L’idéologie, pour être clair, n’a rien à voir avec la décision de l’OPEP-Plus et n’a rien à voir avec la réunion des pays non occidentaux en une sorte de réseau inchoatif de partenariats. Ce sont les intérêts personnels éclairés – vieille expression dans un nouveau contexte – qui sont à l’origine de cette évolution des affaires mondiales.

Depuis des années j’affirme, au risque de me répéter, que le respect de la parité entre l’Occident et le non-Occident est un impératif du XXIe siècle – quelque chose d’inévitable, indépendamment du fait que quiconque, où que ce soit, souhaite ou non qu’il en soit ainsi. Ce qui s’est passé à Vienne au début du mois nous démontre la manière dont va se dérouler une telle mutation.

À la fin de la semaine dernière, Vladimir Poutine et Recep Tayyip Erdoğan se sont rencontrés à Astana, la capitale du Kazakhstan, c’était la deuxième rencontre des présidents russe et turc en aussi peu de mois. Dans le vif du sujet, Poutine a proposé de faire de la Turquie une plaque tournante en matière d’énergie pour la distribution du gaz russe, maintenant que les gazoducs Nord Stream I et II reliant la Russie à l’Europe sont hors service. Erdoğan a par ailleurs fait remarquer que la Turquie peut servir de point de transit pour acheminer les engrais russes vers les pays moins développés qui en ont le plus besoin.

Voici comment Erdoğan, toujours désireux de paraître important dans les affaires mondiales, a conclu sa conversation avec Poutine sur ces questions :

Nous pouvons travailler de concert parce que nous sommes plus préoccupés par les pays pauvres que par les États riches. C’est ainsi que nous devons voir les choses, et si nous le faisons, nous pourrons changer beaucoup de choses : changer l’équilibre en faveur des pays pauvres.

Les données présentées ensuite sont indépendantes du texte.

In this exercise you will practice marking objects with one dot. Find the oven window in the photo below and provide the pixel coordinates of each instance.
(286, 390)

La Turquie et la Russie sont ensemble. Je sais que certaines des mesures que nous avons prises vont inquiéter certains milieux et certains pays, mais nous sommes absolument déterminés. Nos services compétents, nos collègues [dans nos ministères], établiront des contacts et renforceront nos relations.

Vous voyez ce que je veux dire à propos de la direction dans laquelle le vent souffle ? Vous voyez ce que je veux dire à propos de la coalition non-occidentale ?

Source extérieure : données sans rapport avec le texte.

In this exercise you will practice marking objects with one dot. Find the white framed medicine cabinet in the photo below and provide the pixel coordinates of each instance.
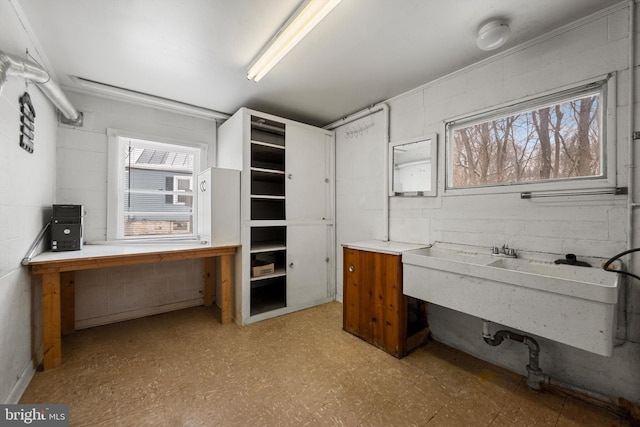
(413, 166)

Il sera intéressant de voir ce qui va se passer maintenant que les Saoudiens se sont joints à la fête et ont mis une certaine distance entre eux et les Américains. On ne peut guère s’attendre à une rupture brutale des relations. Tout au plus peut-on penser qu’ils sont en train de se défaire de l’étreinte qui les étouffe, comme un ambassadeur britannique a un jour décrit les relations du Japon avec les États-Unis.

Une dernière remarque concernant les BRICS et le souhait des Saoudiens de les rejoindre. Il est de notoriété publique que, dans sa composition actuelle, le groupe est en passe de développer un portefeuille de devises destiné à se substituer au dollar dans les échanges commerciaux internationaux. Voilà qui ressemble à une nouvelle entente majeure en préparation. Depuis que les Saoudiens ont accepté en 1945 de fixer le prix du pétrole en dollars, le marché pétrolier a été absolument essentiel à la suprématie de la monnaie américaine en tant que monnaie de réserve – cette dernière, à son tour, a été essentielle à la démonstration par Washington de l’hégémonie américaine.

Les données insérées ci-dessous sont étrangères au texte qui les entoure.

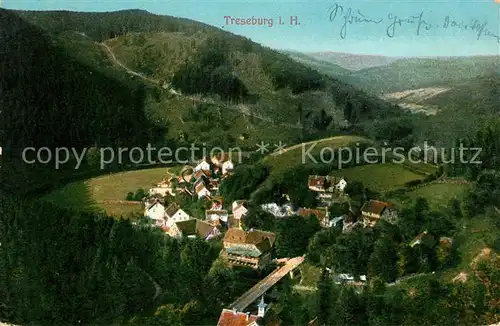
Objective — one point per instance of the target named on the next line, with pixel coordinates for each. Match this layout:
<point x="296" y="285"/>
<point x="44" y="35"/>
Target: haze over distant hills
<point x="353" y="61"/>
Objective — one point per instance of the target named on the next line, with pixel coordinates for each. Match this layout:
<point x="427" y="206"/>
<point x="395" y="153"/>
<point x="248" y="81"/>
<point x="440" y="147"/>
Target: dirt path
<point x="130" y="71"/>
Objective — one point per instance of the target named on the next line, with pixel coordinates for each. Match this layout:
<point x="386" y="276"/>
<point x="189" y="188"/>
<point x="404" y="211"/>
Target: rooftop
<point x="255" y="237"/>
<point x="230" y="318"/>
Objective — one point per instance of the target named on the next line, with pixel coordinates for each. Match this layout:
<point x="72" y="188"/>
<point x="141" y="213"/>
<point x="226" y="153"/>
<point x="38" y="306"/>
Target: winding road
<point x="265" y="284"/>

Et maintenant, que fait-on ? Mes amis spécialistes des marchés avaient l’habitude de me dire que la dédollarisation, bien qu’inévitable à long terme, ne se produirait pas de mon vivant. Je n’entends plus beaucoup ce genre de propos. Ce qui semblait être une perspective lointaine il y a seulement quelques années semble maintenant se rapprocher d’année en année. Peu importe le nombre de coups de poing infligés par Washington : ce n’est généralement pas cela qui empêche la roue de l’histoire de tourner, comme l’a appris Biden.

Patrick Lawrence

Patrick Lawrence, correspondant à l’étranger pendant de nombreuses années, notamment pour l’International Herald Tribune, est critique des médias, essayiste, auteur et conférencier. Son dernier livre est Time No Longer : Americans After the American Century (Le temps presse : les Américains après le siècle américain, livre non traduit en français). Son site web est Patrick Lawrence. Soutenez son travail via son site Patreon. Son compte Twitter, @thefloutist, a été définitivement censuré sans explication.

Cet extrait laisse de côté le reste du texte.